I never want to forget that my Mom would sing to me while she brushed my hair; “All I want is a room somewhere – lots of chocolates for me to eat.” In this one ray of sunshine that would hit her bedroom at a certain time of day, next to the Romeo and Juliet balcony with its creeping dark red, climbing roses. I don’t want to forget that bedroom with its soft white carpets, the lit candle on her dressing table when my Granddad died – the little dog in a cup ornament and the white enamel heart that contained all her special jewelry. How I loved that room – its white and pink warmth – the place of safety when nightmares of clowns would have me running into the reassuring sounds of sounds of snores and clocks ticking. Her pride and joy – the alarm clock tea maker, bubbling to a happy frenzy at the allocated time of 6am. My Mom would bring us a tray each. Tea, Weetabix, toast. I would reprimand her for pouring the milk on too soon and arriving with mooshly slabs where there was once crunchy bricks – so she started to bring the milk in a tiny little jug. Spoilt child – devoted Mother doing all she could to get me to eat – I was never a big eater, eating was a chore. I would sit for hours on my own in our linoleum red kitchen staring between the tiny openings of the kitchen door that allowed me to see a slither of TV whilst I sat in front of a plate of cold food I just couldn’t eat. I would feign an upset stomach, call my Mother a darling angel – every trick in the book was used to get off that bar stool and into the coziness of the lounge.

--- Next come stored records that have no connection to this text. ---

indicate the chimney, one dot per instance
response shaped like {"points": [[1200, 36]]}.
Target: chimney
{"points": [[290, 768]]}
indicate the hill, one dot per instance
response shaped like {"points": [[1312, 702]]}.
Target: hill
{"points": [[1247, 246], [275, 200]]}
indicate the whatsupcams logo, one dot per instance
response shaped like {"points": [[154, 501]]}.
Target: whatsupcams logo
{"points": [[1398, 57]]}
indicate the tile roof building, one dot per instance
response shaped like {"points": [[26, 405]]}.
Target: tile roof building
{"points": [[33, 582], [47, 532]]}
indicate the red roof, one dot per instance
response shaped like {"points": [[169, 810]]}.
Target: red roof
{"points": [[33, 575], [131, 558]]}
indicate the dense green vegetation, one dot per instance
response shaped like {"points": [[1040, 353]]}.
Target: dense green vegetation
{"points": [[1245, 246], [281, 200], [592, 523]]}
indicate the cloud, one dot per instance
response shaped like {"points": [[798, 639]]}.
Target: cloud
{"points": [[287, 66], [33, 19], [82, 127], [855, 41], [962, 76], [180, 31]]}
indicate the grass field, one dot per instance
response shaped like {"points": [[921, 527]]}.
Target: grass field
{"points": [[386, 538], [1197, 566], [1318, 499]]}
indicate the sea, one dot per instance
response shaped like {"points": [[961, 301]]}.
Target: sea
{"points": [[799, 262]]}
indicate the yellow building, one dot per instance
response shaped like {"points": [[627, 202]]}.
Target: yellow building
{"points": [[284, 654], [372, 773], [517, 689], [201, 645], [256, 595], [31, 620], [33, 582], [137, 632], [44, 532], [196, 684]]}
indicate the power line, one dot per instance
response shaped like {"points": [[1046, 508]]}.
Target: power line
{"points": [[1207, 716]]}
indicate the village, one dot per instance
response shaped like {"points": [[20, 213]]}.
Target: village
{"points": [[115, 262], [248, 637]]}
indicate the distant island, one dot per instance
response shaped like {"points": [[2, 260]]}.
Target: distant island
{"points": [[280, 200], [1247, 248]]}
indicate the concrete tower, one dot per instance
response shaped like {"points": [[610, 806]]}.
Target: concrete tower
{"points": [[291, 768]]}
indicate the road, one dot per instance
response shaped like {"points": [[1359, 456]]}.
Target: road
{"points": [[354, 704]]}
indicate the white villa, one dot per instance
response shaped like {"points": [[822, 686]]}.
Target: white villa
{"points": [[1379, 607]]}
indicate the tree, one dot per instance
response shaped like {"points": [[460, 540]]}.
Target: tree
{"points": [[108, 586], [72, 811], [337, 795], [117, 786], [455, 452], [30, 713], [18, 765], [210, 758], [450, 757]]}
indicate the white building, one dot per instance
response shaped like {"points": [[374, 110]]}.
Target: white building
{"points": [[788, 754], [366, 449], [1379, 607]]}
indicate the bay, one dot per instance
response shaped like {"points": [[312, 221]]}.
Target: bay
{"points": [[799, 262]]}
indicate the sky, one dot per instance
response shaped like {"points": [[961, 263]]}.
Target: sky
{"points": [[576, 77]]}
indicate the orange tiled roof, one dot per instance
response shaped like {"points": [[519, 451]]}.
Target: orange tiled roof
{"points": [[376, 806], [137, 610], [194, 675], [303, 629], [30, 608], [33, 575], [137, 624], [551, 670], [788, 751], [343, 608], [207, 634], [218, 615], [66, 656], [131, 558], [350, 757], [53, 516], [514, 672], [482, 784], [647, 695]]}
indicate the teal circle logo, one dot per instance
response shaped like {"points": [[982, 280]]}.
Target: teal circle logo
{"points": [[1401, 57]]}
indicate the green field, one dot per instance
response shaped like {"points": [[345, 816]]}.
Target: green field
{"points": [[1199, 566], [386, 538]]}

I have never forgotten how my Mom always reminded me of the story of the Ginger Cat who would sit in such a spot of sunshine. I still see that cat in my mind every time I see this gorgeous surprising little ray of sunshine finding its way into an otherwise dark room.
I follow this girl on Instagram, one of these beachy blonde yoga social media queen types, she has tattooed on her wrist ‘Just Be’ and wears a watch that points at NOW – there is this fashionable trend in life philosophy at the moment – to be in this moment and nothing else. Just be – but there is a sacredness to my memories that I want to hold onto.